The Liberals have going for them the cost-of-living pressures. They are also seeking to exploit concern over crime, targeting the state Labor government, which has lost its pandemic gloss and faces an election next year. The Liberals are urging voters to send messages to both federal and state Labor.
The Voice to Parliament is not featuring.
Both sides are focusing on the local. The Liberals’ Cameron Caldwell is a long-time councillor with a small-business background. He has a bit of history – prior to the 2012 Queensland election he was dropped as a candidate after a complaint that he had, some years before, attended a “swingers club” (dressed in a pirate outfit). He said he was there with his wife for a drink. Dutton, campaigning in Fadden on Thursday, promoted Caldwell as a “local champion”.
Labor’s candidate, Letitia Del Fabbro, is a nurse educator at Griffith University. Like Mary Doyle in Aston, Del Fabbro ran at last year’s federal election, which means she had already done the spadework by the time the byelection came.
The field of 13 includes candidates from the Greens and One Nation.
The byelection matters for Anthony Albanese but less than it does for Dutton.
An anti-Labor swing – presuming it wasn’t too large – could be written off as what normally happens in byelections. The average byelection swing against governments, when both major parties contest, is 3.6%. Polling analyst Kevin Bonham points out that in byelections in federal opposition seats the historic average swing is only about 1% to the opposition.
Although the government could dismiss a modest swing, Labor hardheads would see it as a warning sign of the cost of living starting to bite in political terms. Labor knows the politics of that issue will only get tougher for the government in coming months.
A swing against Labor might be more alarming for the Palaszczuk government.

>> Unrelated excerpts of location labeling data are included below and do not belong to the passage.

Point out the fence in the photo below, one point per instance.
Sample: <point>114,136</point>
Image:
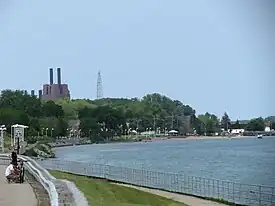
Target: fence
<point>60,192</point>
<point>242,194</point>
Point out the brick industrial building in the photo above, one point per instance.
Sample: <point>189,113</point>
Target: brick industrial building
<point>54,91</point>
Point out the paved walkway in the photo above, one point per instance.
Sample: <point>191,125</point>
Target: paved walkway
<point>188,200</point>
<point>15,194</point>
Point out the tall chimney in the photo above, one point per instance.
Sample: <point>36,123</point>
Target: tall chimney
<point>51,75</point>
<point>58,76</point>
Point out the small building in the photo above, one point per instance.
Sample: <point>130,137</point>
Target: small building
<point>237,131</point>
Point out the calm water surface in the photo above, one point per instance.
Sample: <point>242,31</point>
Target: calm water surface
<point>249,161</point>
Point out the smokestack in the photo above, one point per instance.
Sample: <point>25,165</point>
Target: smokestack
<point>51,75</point>
<point>40,94</point>
<point>58,76</point>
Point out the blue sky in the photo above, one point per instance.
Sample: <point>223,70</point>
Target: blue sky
<point>215,55</point>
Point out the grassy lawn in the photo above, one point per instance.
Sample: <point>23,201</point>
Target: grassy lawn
<point>103,193</point>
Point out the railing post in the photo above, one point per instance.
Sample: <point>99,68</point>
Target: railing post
<point>260,195</point>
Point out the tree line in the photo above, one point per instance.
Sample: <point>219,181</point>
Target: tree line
<point>109,117</point>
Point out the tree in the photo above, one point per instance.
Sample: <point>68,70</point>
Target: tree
<point>257,124</point>
<point>225,122</point>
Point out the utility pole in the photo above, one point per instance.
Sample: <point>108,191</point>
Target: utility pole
<point>155,125</point>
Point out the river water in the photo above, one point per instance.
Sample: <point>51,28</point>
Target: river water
<point>247,160</point>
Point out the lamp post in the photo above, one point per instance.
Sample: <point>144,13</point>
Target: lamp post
<point>52,132</point>
<point>47,131</point>
<point>2,129</point>
<point>18,134</point>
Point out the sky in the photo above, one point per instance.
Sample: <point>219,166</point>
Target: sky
<point>216,56</point>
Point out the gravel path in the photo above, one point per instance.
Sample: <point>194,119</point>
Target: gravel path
<point>15,194</point>
<point>188,200</point>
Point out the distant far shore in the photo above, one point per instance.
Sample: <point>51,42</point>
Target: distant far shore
<point>79,142</point>
<point>213,137</point>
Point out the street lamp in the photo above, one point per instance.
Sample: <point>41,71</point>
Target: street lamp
<point>47,132</point>
<point>52,132</point>
<point>2,129</point>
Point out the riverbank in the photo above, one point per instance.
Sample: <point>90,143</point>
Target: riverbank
<point>104,193</point>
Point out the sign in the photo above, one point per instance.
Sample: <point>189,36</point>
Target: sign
<point>18,134</point>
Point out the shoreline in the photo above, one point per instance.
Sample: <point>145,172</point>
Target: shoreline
<point>183,138</point>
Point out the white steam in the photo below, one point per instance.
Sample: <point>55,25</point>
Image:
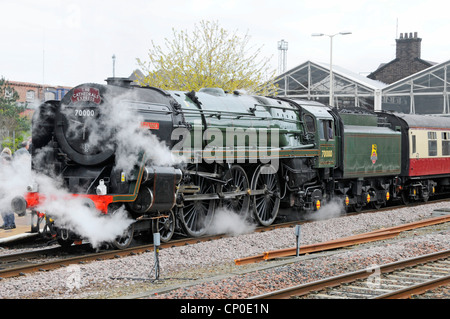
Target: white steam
<point>72,213</point>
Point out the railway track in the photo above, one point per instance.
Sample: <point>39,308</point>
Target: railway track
<point>400,279</point>
<point>22,263</point>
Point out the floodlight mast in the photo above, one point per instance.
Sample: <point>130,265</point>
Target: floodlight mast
<point>331,102</point>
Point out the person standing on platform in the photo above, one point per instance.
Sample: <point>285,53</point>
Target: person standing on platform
<point>7,214</point>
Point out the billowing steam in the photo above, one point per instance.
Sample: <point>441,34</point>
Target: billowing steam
<point>72,213</point>
<point>120,128</point>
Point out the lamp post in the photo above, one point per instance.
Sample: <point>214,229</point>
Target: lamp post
<point>114,65</point>
<point>331,60</point>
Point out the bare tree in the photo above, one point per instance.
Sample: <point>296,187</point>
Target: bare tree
<point>210,56</point>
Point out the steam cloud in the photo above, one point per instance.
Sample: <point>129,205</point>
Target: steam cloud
<point>123,125</point>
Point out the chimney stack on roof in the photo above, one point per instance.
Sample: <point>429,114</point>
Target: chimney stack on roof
<point>408,46</point>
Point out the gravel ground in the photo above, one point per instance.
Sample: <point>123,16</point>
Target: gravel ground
<point>181,265</point>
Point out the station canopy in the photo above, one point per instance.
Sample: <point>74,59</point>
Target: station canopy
<point>425,92</point>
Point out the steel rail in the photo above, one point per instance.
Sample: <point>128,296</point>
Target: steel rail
<point>381,234</point>
<point>303,289</point>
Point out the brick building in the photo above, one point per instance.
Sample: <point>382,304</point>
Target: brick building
<point>406,62</point>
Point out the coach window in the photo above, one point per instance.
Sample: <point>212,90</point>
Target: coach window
<point>414,147</point>
<point>445,143</point>
<point>326,130</point>
<point>432,144</point>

The Liberals, fearing the impact of another bad showing, have run the bigger campaign. Queensland is Dutton’s home state, where the Coalition held up at the 2022 election. Dutton is reportedly happy with the party’s efforts in Fadden, with the Liberal National Party machine running a competent campaign.
While the LNP organisation is in solid shape, there are bleak stories elsewhere.
The faction-ridden shambles in the NSW division took its toll in the 2022 election. Then federal minister Alex Hawke, in cahoots with Scott Morrison, delayed preselections for their own purposes, with disastrous results. Recently Dutton, Liberal National president John Olsen and party director Andrew Hirst wrote to the NSW organisation telling it to come up with a preselection timetable. Reportedly this caused some tensions.
Jason Falinski, a prominent moderate and one of the MPs defeated by a teal independent candidate at the federal election, is the new NSW president. He’s committed to improving the division, but it has a long record of being stubbornly committed to its own infighting.
The troubles with the Liberals in Victoria are centred on the state parliamentary party but spread through the division. Already on their knees after being routed at the state election, the Victorian Liberals have been torn apart over Moira Deeming, now expelled from the parliamentary party. Triggered by her attendance at the Let Women Speak rally, which Nazis gatecrashed, the imbroglio has hugely damaged state leader John Pesutto and divided the rank and file, where Deeming has strong support. It spilled over federally when last month the Liberals’ federal women’s committee called for Deeming to be reinstated.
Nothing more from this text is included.